The Philips CD-i uses the so called Peacekeeper revolver which works really similar to the Nintendo Wii. It is also based on an infrared light transmitter placed at the display and light tracking inside the gun. I felt the gun calibration was cumbersome and bad programmed. For best results I ended up attaching the light source vertically to the side of my TV and aiming at self defined positions rather than the suggested targets. In order to aim I taped sights on to the gun made of oven curing putty, as the original gun itself lacks sights. This way I achieved a precision similar as the one which is common to a Nintendo Wii using standard equipment. I tried out all my self made Wii sensor bars and even candles but none of those seemed to work with the Peacekeeper.

Personally I didn’t like the fact that the game is played by shifting a curser rather than solely aiming with the gun itself.
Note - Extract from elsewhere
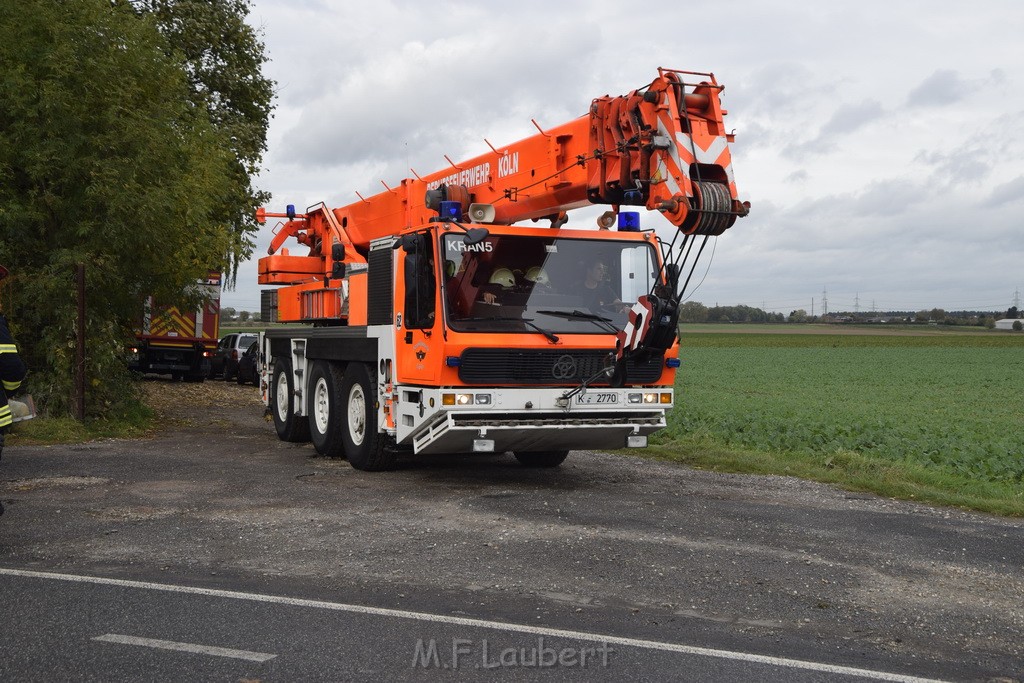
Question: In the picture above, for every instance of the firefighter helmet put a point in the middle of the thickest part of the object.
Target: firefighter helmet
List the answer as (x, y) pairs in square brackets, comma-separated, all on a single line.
[(539, 275), (504, 278)]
I think many of the games problems come from the Peacekeepers lack of sights: The programmers were not able to write suitable code for the calibration, as they were unable to aim without sights. Thus the inclusion of a cursor was necessary. The cursor made the game much too easy and therefore the hit boxes are small, shots have a latency and the enemies are often placed rather far away at the background in order to provide somewhat of a challenge. Even if the player fixes the sights and calibration situation, the hit boxes, the latency and enemy placement hinder the experience. The solution would have been a mode which hides the cursor and increases the hit boxes. I imagine the effort to do so would have been small. One could argument that everything is done intentional as the guns wielded inside the game don’t have sights eighter. But I am skeptical and assume that the responsible staff didn’t know a lot about firearms and was not willing to do some quick research.

The video quality is not very good. I understand that the MPEG-1 encoding was used because of the limitations of this 1992 console and a comparison to the Sony PlayStation is not fair. But what bugs me is that the video seems got compressed to a CVBS like format prior encoding as can be seen in artifacts such as rainbows. The videos were cut together badly as there are holes in the logic of the story of the game which were not present in the two episodes the game is based of. For example Hulk talks about saving his daughter before he even knows that she is in danger. Luckily the two episodes are included to the game as a separate VCD.

Surprisingly enough I have to admit that I like the game and that I had a good time playing it. I like its cheesiness and I found it funny being reminded of that strange TV show I never liked. I felt encouraged enough to trigger all 5 possible endings.

The cover is a badly made rushed montage of non matching, unrelated objects but nevertheless somewhat pleasing. Ironically it is therefore perfectly suited for the video game it contains.